Por influjo de algún espíritu burlón o por un absurdo golpe de fatalidad, hace pocas semanas, en la marmita del Camp Nou, Víctor Valdés y Santiago Cañizares evocaron la ficción de Dos hombres y un destino.
Valdés fue testigo de un extraño caso de transmutación. El Valencia venía de empatar con un penalti provocado y ejecutado por David Villa, uno de los duendes más rápidos, activos y maliciosos del campeonato. Con el equipo encogido por la depresión, Víctor recibió un pase atrás en el aliviadero del área, así que se preparó para recoger y alejar la pelota. Había ensayado ese recurso cientos de veces en las largas sesiones de barro y saliva que dan a los jugadores la pátina del especialista, pero Villa, la hormiga que se vuelve elefante, vio una señal y se le echó encima.
Cuando quiso despertar, Víctor había consumado el suicidio imposible: en la jugada boba del mes se había apuñalado por la espalda.
Poco después, su colega Cañizares, el portero fosforescente, salió del cuadro para bloquear un centro fofo de Ronaldinho. Esta vez se trataba de una situación estrictamente rutinaria; puesto que la jugada carecía de tensión, tendría que descolgar uno de esos balones de celofán que caen llovidos del cielo. Santi inició la pirueta de ballet que los arqueros se permiten en las jugadas de trámite: se marcó tres pasos en disposición rampante, ondeó suavemente los brazos, se suspendió en el aire y, de pronto, válgame Dios, sus huesos eran de trapo.

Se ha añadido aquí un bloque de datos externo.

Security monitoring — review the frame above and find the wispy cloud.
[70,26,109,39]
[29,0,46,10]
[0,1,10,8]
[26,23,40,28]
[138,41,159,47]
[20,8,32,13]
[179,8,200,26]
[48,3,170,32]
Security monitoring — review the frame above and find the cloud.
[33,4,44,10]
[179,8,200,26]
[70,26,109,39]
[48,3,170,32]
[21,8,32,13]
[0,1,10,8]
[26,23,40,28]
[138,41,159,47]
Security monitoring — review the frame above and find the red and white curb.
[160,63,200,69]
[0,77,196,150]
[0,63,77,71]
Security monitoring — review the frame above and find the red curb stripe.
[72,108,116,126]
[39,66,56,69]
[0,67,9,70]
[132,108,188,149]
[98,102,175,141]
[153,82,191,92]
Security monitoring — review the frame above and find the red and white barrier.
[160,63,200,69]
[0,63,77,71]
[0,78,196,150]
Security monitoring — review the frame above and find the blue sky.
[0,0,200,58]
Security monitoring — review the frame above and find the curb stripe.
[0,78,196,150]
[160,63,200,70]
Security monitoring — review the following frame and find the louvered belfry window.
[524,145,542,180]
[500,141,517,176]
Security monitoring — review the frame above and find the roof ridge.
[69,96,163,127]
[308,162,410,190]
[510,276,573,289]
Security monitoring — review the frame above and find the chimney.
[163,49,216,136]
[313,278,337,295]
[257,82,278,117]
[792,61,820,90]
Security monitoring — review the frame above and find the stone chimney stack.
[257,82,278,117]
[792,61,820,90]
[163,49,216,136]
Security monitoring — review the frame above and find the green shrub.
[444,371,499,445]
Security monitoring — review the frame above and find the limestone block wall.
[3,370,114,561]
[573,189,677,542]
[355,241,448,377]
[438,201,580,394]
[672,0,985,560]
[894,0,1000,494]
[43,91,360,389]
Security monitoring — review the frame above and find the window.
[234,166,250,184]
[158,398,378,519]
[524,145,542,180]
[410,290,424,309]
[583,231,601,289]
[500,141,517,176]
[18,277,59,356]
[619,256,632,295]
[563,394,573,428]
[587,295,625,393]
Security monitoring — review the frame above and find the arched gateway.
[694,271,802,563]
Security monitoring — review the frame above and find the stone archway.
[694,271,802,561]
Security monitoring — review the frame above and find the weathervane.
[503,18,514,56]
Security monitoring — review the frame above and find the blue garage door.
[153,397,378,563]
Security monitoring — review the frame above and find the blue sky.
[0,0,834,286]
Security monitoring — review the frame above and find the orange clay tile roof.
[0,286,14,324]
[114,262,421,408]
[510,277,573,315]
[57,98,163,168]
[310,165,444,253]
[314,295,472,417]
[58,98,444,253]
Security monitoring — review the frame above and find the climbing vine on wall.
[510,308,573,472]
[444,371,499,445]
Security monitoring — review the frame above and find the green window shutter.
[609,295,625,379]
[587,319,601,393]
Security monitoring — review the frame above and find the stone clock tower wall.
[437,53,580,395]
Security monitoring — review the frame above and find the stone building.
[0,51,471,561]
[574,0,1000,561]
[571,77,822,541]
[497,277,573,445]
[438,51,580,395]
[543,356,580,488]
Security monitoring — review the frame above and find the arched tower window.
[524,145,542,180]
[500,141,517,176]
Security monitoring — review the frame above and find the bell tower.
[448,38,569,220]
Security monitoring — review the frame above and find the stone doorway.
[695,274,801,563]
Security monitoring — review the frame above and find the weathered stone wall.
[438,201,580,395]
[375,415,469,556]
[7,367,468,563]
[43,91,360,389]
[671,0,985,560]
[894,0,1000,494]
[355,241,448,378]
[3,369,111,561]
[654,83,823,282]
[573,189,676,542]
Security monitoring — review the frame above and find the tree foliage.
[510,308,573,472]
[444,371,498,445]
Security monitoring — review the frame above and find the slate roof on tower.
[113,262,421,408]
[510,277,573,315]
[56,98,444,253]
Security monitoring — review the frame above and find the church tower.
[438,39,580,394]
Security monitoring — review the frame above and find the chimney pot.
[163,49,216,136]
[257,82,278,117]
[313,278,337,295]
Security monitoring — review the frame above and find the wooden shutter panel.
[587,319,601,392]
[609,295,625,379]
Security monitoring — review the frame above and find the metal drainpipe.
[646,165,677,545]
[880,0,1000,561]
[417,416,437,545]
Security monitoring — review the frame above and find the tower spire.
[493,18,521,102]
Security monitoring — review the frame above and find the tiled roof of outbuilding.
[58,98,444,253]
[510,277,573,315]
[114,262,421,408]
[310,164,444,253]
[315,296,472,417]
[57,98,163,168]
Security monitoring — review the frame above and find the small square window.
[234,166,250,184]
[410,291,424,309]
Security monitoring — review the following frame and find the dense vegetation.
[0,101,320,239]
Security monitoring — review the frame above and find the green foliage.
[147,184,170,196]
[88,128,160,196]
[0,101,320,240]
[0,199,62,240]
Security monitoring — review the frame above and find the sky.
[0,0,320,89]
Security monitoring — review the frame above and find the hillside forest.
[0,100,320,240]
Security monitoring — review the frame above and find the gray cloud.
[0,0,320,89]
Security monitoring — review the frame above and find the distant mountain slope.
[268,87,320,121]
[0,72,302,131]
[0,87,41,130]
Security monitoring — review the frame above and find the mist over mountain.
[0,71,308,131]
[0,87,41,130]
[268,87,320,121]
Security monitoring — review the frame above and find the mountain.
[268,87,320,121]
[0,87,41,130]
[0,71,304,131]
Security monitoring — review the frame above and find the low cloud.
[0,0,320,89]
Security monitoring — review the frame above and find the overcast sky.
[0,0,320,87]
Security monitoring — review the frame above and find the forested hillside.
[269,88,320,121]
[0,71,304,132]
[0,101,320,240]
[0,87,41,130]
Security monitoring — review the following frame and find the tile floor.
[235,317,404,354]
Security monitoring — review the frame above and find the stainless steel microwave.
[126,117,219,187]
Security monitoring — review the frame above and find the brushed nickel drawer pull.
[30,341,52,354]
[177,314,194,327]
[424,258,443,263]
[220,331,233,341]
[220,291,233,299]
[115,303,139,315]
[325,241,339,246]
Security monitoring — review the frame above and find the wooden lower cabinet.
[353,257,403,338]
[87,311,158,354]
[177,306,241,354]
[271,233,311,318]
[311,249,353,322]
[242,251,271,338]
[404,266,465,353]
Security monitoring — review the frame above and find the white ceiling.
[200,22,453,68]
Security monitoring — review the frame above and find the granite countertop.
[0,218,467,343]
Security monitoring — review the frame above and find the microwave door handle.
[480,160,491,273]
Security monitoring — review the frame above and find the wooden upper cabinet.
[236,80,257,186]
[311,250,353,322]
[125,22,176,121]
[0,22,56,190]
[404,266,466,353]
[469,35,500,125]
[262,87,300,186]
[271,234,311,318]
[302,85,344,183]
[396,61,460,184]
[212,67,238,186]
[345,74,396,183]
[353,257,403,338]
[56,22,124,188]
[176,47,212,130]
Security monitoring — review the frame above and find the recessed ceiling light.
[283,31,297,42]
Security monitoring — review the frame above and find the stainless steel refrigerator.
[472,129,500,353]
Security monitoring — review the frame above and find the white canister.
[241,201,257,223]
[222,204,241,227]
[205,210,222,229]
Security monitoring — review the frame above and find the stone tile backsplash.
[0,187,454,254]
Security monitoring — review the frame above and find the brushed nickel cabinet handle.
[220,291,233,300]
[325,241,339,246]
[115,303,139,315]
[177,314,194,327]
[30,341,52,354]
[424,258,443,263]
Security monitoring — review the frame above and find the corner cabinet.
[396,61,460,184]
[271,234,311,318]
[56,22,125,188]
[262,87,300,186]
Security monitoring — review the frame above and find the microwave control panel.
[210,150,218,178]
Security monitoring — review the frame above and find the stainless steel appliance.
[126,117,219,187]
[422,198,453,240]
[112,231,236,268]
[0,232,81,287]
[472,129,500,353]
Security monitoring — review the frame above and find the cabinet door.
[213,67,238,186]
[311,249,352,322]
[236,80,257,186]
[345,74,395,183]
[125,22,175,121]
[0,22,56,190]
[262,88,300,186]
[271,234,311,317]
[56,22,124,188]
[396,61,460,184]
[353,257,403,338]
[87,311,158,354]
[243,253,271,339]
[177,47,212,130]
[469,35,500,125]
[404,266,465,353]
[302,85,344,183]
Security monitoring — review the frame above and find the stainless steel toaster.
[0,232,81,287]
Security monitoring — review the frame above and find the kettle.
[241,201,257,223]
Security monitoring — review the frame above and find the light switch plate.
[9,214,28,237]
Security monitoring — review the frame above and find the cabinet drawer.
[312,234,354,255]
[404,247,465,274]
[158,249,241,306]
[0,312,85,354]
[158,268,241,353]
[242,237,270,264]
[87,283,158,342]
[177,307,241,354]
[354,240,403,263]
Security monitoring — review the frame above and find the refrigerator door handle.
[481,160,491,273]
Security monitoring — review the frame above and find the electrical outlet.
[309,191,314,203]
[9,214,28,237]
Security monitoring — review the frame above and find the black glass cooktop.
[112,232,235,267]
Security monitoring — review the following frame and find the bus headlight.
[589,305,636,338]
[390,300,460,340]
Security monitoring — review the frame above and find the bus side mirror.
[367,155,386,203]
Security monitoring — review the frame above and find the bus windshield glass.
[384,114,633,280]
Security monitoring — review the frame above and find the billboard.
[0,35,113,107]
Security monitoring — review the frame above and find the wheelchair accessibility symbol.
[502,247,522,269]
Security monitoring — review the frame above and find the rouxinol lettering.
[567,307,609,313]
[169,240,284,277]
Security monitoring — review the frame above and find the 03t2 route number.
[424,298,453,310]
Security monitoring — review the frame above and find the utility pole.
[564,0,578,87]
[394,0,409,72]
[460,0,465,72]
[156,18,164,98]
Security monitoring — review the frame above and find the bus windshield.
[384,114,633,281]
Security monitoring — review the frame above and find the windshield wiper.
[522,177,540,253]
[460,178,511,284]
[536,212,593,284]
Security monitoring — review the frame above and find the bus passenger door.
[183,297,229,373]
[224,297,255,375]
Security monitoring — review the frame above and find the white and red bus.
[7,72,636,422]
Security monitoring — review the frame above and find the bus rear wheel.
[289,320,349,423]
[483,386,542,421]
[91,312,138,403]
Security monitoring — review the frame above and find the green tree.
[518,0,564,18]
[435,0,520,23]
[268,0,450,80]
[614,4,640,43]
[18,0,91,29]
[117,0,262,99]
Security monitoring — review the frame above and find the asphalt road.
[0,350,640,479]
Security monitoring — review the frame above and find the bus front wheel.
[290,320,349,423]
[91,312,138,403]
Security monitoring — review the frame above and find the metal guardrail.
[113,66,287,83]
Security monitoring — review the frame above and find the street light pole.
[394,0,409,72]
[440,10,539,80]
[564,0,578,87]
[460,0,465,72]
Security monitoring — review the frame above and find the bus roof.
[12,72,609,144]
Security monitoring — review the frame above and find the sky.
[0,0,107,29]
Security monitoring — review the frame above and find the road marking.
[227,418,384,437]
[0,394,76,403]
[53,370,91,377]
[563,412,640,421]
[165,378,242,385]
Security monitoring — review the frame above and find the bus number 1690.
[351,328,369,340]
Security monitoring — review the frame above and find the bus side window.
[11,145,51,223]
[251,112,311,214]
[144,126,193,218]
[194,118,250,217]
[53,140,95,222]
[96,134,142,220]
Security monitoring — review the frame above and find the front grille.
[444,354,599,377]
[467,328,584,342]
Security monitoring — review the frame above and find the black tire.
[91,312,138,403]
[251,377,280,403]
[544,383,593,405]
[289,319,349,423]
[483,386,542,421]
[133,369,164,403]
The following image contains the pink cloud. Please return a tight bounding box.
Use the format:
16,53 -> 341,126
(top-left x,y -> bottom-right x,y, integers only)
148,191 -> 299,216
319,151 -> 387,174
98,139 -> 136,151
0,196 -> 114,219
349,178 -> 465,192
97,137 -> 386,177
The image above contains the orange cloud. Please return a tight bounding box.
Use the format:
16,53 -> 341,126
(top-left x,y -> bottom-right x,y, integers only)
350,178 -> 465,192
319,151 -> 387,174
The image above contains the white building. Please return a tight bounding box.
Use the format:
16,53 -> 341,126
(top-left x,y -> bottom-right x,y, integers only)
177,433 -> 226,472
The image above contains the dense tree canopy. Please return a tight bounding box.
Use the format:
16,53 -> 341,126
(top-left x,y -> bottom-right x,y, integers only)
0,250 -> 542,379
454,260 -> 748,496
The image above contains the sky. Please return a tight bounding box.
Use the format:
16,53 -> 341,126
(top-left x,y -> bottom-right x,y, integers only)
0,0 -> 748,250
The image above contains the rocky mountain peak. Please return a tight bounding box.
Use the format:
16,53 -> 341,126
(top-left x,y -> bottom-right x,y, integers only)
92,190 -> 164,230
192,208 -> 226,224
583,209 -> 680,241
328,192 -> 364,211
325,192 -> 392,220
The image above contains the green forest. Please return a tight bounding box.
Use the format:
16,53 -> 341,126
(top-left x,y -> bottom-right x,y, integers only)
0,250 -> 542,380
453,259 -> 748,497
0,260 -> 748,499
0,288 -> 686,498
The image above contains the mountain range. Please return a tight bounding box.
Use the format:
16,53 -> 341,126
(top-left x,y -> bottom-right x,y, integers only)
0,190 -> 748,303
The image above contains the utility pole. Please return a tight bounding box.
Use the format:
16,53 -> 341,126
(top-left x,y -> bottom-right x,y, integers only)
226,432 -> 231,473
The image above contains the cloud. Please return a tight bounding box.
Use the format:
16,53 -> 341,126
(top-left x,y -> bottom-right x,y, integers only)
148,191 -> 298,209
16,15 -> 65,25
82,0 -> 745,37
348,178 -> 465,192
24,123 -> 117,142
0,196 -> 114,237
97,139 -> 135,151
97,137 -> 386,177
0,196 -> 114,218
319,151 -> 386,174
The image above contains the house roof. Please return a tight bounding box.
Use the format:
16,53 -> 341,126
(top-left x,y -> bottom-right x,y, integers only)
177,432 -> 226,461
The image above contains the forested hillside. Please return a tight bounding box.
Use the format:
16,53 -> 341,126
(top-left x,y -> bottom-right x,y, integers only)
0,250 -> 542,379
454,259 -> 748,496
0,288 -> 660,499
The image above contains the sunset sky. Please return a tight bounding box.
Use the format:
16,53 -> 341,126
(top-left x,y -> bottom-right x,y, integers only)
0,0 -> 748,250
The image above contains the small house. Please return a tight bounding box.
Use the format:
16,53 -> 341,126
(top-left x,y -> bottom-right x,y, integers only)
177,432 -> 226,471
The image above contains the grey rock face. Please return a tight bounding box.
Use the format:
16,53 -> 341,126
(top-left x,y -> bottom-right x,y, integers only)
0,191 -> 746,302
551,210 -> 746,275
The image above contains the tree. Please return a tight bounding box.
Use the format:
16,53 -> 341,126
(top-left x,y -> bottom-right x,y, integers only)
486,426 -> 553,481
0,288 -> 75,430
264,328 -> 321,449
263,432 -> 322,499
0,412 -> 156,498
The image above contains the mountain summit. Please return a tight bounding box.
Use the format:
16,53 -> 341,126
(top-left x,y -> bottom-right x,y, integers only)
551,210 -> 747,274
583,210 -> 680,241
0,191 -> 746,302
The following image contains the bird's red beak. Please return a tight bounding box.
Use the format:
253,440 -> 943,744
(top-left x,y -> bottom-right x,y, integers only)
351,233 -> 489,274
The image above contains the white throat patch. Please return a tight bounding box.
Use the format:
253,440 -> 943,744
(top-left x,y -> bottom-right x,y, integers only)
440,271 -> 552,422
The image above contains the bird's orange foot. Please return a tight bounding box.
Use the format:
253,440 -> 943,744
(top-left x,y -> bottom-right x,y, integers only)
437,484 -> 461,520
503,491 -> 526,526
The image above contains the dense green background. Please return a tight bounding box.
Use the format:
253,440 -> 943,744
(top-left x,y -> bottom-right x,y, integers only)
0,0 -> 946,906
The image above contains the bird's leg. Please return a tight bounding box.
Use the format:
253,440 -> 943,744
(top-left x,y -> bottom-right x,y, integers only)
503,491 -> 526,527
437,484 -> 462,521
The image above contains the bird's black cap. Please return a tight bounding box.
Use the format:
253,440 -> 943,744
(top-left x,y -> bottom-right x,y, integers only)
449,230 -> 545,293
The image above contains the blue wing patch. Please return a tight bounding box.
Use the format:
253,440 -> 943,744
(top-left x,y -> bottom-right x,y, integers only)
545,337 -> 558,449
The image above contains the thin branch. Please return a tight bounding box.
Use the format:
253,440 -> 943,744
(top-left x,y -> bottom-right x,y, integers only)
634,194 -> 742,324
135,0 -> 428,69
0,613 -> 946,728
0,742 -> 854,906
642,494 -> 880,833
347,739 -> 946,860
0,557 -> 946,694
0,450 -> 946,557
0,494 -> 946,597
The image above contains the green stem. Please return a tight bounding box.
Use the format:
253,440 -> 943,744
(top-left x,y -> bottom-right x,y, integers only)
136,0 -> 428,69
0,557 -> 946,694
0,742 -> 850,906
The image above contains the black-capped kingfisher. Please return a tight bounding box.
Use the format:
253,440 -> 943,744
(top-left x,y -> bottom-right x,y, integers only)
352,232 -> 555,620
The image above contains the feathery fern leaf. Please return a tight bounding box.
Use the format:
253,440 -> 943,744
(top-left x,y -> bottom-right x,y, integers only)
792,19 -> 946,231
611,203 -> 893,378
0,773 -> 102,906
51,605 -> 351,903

Le dio una colleja a la pelota, se la entregó a Deco y cuando quiso darse cuenta era el autor de la jugada pánfila del día.
En ese instante, ambos eran carne de picar. Difícilmente podrían eludir el doble filo de la profesión: el filo de las críticas y el filo de las miradas. Convencidos de que compartirían la misma suerte, se hicieron los encontradizos, buscaron un lugar junto al túnel, desmayaron la figura y se dieron el abrazo del proscrito.
Días después, con el corazón entrenado y las tripas revueltas, ocupaban su garita y nos ponían a pensar. De nuevo nos dijimos que el portero, por imperativos de sobriedad, sólo puede marcar su territorio con los gestos del merodeador profesional; un zarpazo, un bufido, un insulto clandestino, una carga a destiempo o quizá la flexión imperceptible que anticipa la estirada.
En nuestra parcialidad de espectadores, sabemos que, si los otros jugadores se equivocan, sus errores se disuelven muy pronto en la memoria del partido. Los errores del portero, en cambio, se miden siempre en la escala de los cataclismos. Por eso contuvimos la respiración cuando reaparecieron.
Clavaron en el suelo sus uñas de metal, pidieron cuatro en la barrera y volaron de nuevo hacia el balón. Estaba claro: escaldados o no, dos de nuestros mejores gatos habían sobrevivido y volvían a cazar.